Enquanto desce o rio estudando a folha corrida dos doentis crimes de guerra cometidos por Kurtz, Williard vê os doentis crimes de guerra cometidos à sua frente por soldados americanos contra mulheres e crianças vietnamitas. E vai, aos poucos, se convencendo de que Kurtz não é mais louco do que os altos comandantes dos Estados Unidos e do que todos aqueles que defenderam a entrada do país na guerra. À medida que se convence disso, Williard passa a admirar o coronel, a invejá-lo e pensa se realmente deve matá-lo, cumprindo assim a sua missão.
Memorável a passagem em que Cavalgada das Valquírias, de Wagner – trilha sonora dos helicópteros com alegres soldados que bombardeiam uma aldeia – transforma-se em trilha sonora do próprio filme, reproduzindo com fidelidade a atmosfera bélica vivida pelos soldados.
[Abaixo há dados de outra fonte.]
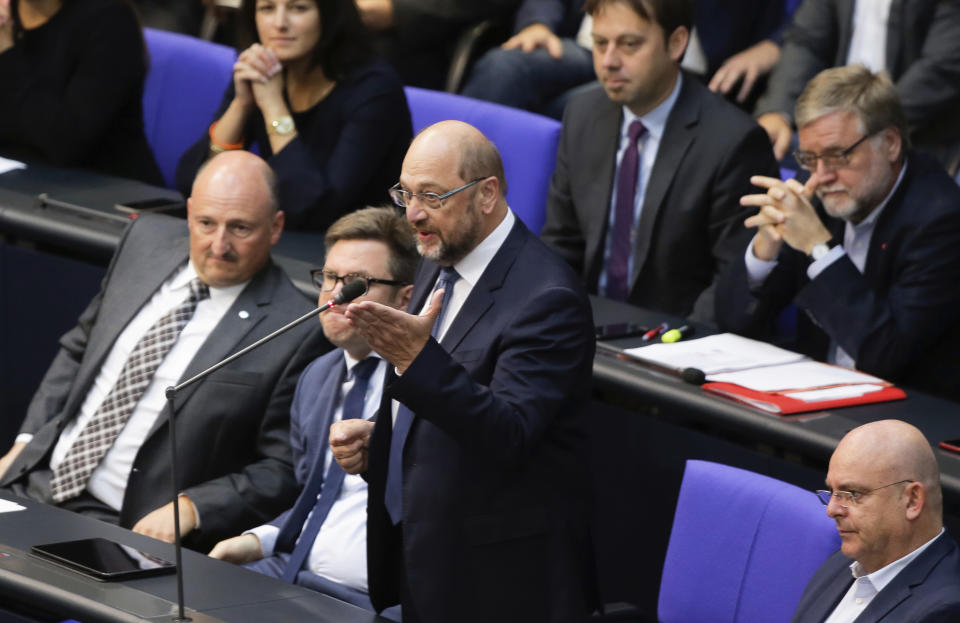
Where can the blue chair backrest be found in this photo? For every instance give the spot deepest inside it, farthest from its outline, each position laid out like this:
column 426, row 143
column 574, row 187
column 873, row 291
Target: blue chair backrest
column 527, row 144
column 184, row 86
column 742, row 549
Na parte final do filme, Williard finalmente conhece Kurtz, parece retomar a consciência e cumpre a missão que lhe fora designada: mata o coronel. Quando sai do “templo” erguido por este, vislumbra uma multidão que, de joelhos, passa a idolatrá-lo como um novo deus, que substitui o antigo. E, novamente, surge a tentação de fazer o mesmo que Kurtz: deixar-se ser invadido pela violência inerente a todos os homens e dominar aqueles que o veneram.
Acusar o filme de ser chato e cansativo é fácil – basta assisti-lo como propõe uma simples sinopse: a história de um homem que precisa matar o outro durante a guerra, desce o rio de barco numa viagem interminável, e o mata. Mas basta um mínimo de senso crítico para perceber que a viagem que ele descreve é muito mais moral que geográfica.
Mais interessante ainda é conhecer seus bastidores e perceber que é praticamente a história de um quase apocalipse real, o do próprio Coppola. As filmagens deveriam durar seis semanas, mas se estenderam por 16 intermináveis meses, graças a um furacão que destruiu todos os sets de gravação. Marlon Brando, 45 quilos acima do peso e mais rabugento que nunca, ameaçou abandonar tudo e exigiu ser filmado somente de longe ou nas sombras, para esconder a barriga. O ator Martin Sheen teve um ataque cardíaco. Os 32 milhões de dólares inicialmente previstos para a produção se esgotaram logo, o que quase impossibilitou o fim de um projeto que já tinha mais de dez anos (em 1969, o estúdio procurado não aceitou o roteiro de Coppola, alegando inexperiência do diretor). O diretor por várias vezes ameaçou o suicídio e, tomado pela loucura, transformou-se praticamente num coronel Kurtz real. A montagem durou quase dois anos, graças ao seu perfeccionismo.
Mas o filme saiu. Tão perfeito que a versão Apocalipse Now Redux (1979/2001), que acrescentou diversas cenas extras, algumas divertidas, outras desnecessárias, só provou que a original já era suficiente, definitiva. A obra-prima de um Francis Ford Coppola mais doente e inspirado que nunca.